With our oxford shirt scene being currently dominated by Gitman Bros., Mark McNairy is taking a run at the classic with a nice looking selection of SS10 styles. The oxford BD shirts come in classic colors and patterns, as well as an interesting mix and use of the panels and portions of an otherwise straight forward piece. I'm personally not really into the yellow mixed with stripes but I can definitely have some fun with the flat color panels, especially the grey and white. The shirts are made in the USA and will retail for about $130 USD. With Gitman's prices going up, I could see these shirts doing well. Mark's clean aesthetic, nice labeling and interesting approach to his brand and design is one that drew us in, and there should be more interesting pieces on the way soon. Photos courtesy of Michael Williams
Overcast skies, a hint of rain and the prospect of winter just around the corner somehow has me excited. I've never been one to scorn sun but I'm itching to layer up. Ties have become a pretty common talking point over here as we've discussed the appeal of a nice sloppily perfect half-windsor poking out under a sweater and jacket. This one by Alexander Olch is a great white and black striped cotton knit. It's admittedly more of a summer tie but could easily brighten up any fall outfit, ones that can get dark and depressing pretty easily. I think it'd be ideal on the neck of your classic blue oxford but would also look good on navy or charcoal herringbone. As with all Olch ties, the cut is perfect when it comes to length and width and the beautiful hand knit has a nice texture to it. This one's available at Lark.

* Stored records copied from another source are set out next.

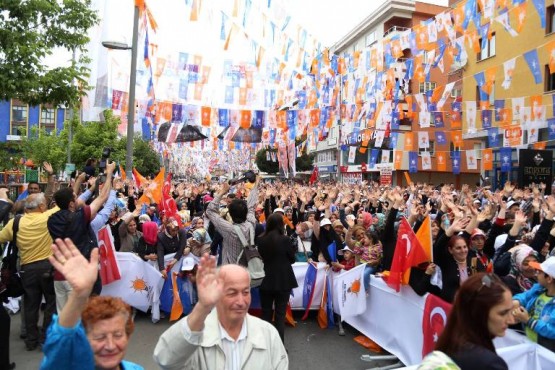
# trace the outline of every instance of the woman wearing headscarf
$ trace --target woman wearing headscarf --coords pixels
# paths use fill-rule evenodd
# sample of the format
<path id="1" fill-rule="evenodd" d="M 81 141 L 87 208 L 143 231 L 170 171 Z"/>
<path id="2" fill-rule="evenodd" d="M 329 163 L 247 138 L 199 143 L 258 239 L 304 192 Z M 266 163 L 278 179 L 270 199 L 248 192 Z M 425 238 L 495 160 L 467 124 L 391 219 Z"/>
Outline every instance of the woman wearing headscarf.
<path id="1" fill-rule="evenodd" d="M 139 244 L 133 252 L 137 253 L 145 261 L 156 262 L 157 249 L 156 242 L 158 240 L 158 224 L 154 221 L 143 223 L 143 235 L 139 238 Z"/>
<path id="2" fill-rule="evenodd" d="M 513 295 L 529 290 L 536 281 L 536 270 L 529 265 L 530 262 L 539 262 L 538 252 L 532 247 L 521 244 L 512 248 L 511 252 L 511 272 L 501 280 Z"/>
<path id="3" fill-rule="evenodd" d="M 368 212 L 360 212 L 357 217 L 357 225 L 361 225 L 364 230 L 368 230 L 372 226 L 372 215 Z"/>

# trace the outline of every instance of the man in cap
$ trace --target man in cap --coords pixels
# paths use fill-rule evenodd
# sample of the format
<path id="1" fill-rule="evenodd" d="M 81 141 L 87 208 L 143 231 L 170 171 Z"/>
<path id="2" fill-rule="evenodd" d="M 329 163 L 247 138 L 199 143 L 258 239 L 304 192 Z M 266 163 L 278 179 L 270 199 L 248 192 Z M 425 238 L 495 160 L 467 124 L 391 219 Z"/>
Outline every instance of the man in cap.
<path id="1" fill-rule="evenodd" d="M 530 340 L 555 351 L 555 257 L 528 264 L 536 269 L 538 282 L 513 297 L 512 313 L 525 324 Z"/>

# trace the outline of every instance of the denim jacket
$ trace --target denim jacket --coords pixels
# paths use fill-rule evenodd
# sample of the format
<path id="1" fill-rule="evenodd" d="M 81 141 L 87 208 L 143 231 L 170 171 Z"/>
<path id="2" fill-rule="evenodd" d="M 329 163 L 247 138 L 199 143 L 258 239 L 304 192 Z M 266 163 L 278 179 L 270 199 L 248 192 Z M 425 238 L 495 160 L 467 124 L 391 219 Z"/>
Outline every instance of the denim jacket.
<path id="1" fill-rule="evenodd" d="M 94 355 L 81 321 L 73 328 L 58 324 L 58 315 L 52 317 L 43 346 L 44 357 L 40 370 L 94 370 Z M 121 362 L 123 370 L 144 370 L 140 365 Z"/>
<path id="2" fill-rule="evenodd" d="M 544 287 L 536 283 L 530 290 L 515 295 L 513 299 L 519 301 L 521 306 L 530 312 L 534 308 L 538 296 L 544 293 L 545 290 Z M 538 320 L 530 319 L 526 325 L 542 337 L 555 339 L 555 297 L 545 304 Z"/>

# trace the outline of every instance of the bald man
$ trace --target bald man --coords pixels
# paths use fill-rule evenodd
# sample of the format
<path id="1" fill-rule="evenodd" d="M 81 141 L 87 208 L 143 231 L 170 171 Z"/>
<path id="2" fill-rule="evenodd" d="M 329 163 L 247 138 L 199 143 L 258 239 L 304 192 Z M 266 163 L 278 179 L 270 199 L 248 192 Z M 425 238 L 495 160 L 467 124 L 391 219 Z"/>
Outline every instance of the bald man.
<path id="1" fill-rule="evenodd" d="M 154 361 L 162 369 L 288 369 L 277 330 L 247 313 L 250 278 L 239 265 L 216 268 L 205 254 L 197 272 L 198 303 L 162 334 Z M 216 308 L 214 310 L 214 308 Z"/>

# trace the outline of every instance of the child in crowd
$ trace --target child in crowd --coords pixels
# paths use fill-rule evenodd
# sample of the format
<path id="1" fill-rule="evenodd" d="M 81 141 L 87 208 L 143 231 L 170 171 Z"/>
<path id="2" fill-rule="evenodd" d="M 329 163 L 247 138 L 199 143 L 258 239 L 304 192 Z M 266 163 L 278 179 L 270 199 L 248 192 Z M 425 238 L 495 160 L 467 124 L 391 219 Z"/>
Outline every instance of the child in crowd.
<path id="1" fill-rule="evenodd" d="M 513 315 L 526 325 L 530 340 L 555 351 L 555 257 L 528 265 L 536 269 L 538 282 L 513 297 Z"/>
<path id="2" fill-rule="evenodd" d="M 352 251 L 351 248 L 345 246 L 345 248 L 340 249 L 337 254 L 343 256 L 343 261 L 339 262 L 332 262 L 332 270 L 334 272 L 340 272 L 341 270 L 349 271 L 353 267 L 355 267 L 355 253 Z"/>

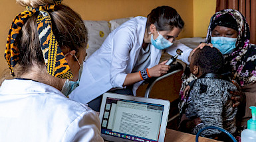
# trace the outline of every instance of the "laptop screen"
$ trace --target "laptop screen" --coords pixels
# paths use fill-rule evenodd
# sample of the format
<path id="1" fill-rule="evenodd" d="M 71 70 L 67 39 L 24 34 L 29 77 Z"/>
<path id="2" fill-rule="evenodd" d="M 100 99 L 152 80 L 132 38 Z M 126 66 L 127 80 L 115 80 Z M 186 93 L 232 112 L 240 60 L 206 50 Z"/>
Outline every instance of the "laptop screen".
<path id="1" fill-rule="evenodd" d="M 134 141 L 158 141 L 164 106 L 107 97 L 101 133 Z"/>

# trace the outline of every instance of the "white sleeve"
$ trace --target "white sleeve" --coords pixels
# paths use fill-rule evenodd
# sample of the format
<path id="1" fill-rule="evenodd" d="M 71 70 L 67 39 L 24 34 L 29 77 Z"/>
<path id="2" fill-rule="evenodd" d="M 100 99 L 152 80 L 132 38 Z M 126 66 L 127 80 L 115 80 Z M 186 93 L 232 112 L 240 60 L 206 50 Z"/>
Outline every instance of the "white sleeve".
<path id="1" fill-rule="evenodd" d="M 178 59 L 182 60 L 187 64 L 190 64 L 190 62 L 188 61 L 188 57 L 190 56 L 190 52 L 191 51 L 192 51 L 192 49 L 180 43 L 180 42 L 179 42 L 178 40 L 176 40 L 174 42 L 174 44 L 170 48 L 166 50 L 166 52 L 170 55 L 174 56 L 177 54 L 177 49 L 180 49 L 183 52 L 182 55 L 178 56 Z"/>
<path id="2" fill-rule="evenodd" d="M 98 114 L 93 110 L 82 113 L 67 128 L 62 141 L 104 141 Z"/>
<path id="3" fill-rule="evenodd" d="M 133 47 L 135 40 L 134 36 L 130 29 L 124 27 L 118 29 L 112 38 L 110 83 L 113 87 L 123 87 L 127 75 L 126 70 L 130 59 L 130 50 Z"/>

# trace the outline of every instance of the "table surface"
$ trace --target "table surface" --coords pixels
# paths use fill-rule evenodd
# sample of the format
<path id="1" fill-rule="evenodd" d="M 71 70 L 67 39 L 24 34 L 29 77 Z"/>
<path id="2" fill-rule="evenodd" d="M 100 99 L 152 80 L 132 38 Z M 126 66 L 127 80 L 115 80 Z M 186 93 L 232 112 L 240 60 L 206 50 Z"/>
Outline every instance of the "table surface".
<path id="1" fill-rule="evenodd" d="M 176 130 L 166 129 L 165 142 L 194 142 L 195 141 L 195 135 L 178 131 Z M 217 142 L 219 141 L 199 137 L 199 142 Z"/>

At one point during the summer everyone was trying to track down the perfect red chambray. Various suggestions were made but I may have a late contender for the crown. On the surface, this Studio D'Artisan version probably seems similar to every other option. However, as with all of their products, the extra appeal is in the fabric and the details. The medium weight chambray makes it useful at any time of year and the overall texture is unbelievable. It's made in Japan from selvedge cloth and the red buttons and tonal stitching make it a little more unusual. Simple pocketing, neat collars and runaway threads round out the details. Superdenim have a couple left and though XL may seem like a big size, check the measurements. Studio D'Artisan products often come up smaller than you'd think.